Every year we raise and eat 65 billion animals, that’s nine animals for every person on the globe, and it’s having a major impact on our planet. So what meat should we eat if we want to be eco-friendly carnivores? Is it better to buy beef or chicken, free range or factory farmed? As Dr Michael Mosley discovers for BBC Horizon, the answers are far from obvious.

I like eating meat but I know that my food preferences, and those of a few billion fellow carnivores, comes at a cost.

Nearly a third of the Earth’s ice-free land surface is already devoted to raising the animals we either eat or milk.

Roughly 30% of the crops we grow are fed to animals. The latest UN Food and Agriculture Organisation reports suggest livestock are responsible for 14.5% of man-made greenhouse gas emissions – the same amount produced by all the world’s cars, planes, boats and trains.

If that wasn’t scary enough, meat consumption is predicted to double in the next 40 years as people globally get wealthier. So how will the world cope?

In search of answers I went to the US, one of the world’s largest consumers of meat, and travelled to the wide-open prairies of the Flint Hills in Kansas.
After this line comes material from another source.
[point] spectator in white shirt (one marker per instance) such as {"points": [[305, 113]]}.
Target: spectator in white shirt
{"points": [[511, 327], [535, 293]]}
Here cattle are still herded by cowboys and cowgirls, as they have been for 150 years. The cows spend their lives roaming the hills, eating grass until it is time for them to be slaughtered. It seems to be an idyllic form of farming.

Yet there’s a big problem. Armed with a laser methane detector, normally used to spot dangerous gas leaks, I dived into a herd of cows and was soon picking up readings that would have had me sounding the alarms if I had been on an oil rig. These cows are producing huge amounts of methane.

A single cow can belch up to 500 litres of methane every day. Multiply that by the 1.5 billion cattle we have on our planet and that’s a lot of gas. And it has a vast environmental impact because methane is 25 times more potent a greenhouse gas than carbon dioxide.

The problem lies in what the cows eat. Unlike most mammals, cattle can live on a diet of grass, thanks to the trillions of microbes that live in their many stomachs.

These microbes break down the cellulose in grass into smaller, nutritious molecules that the cows digest, but while doing so the microbes also produce huge amounts of explosive methane gas which the cows burp out.

Since grass is what fuels methane production, one way to reduce the belching is to change what the cows eat.

At a feedyard in Texas I saw a very different type of farming, thousands of cattle confined in grass-free, mud enclosures and fed a diet based on a carefully formulated mix of corn, fat, growth hormones and antibiotics.

It looked the opposite of eco-friendly farming. Yet the CEO, Mike Engler, argued that his way of farming is “greener” than raising cows on the prairies – that their greater efficiency leads to less environmental impact.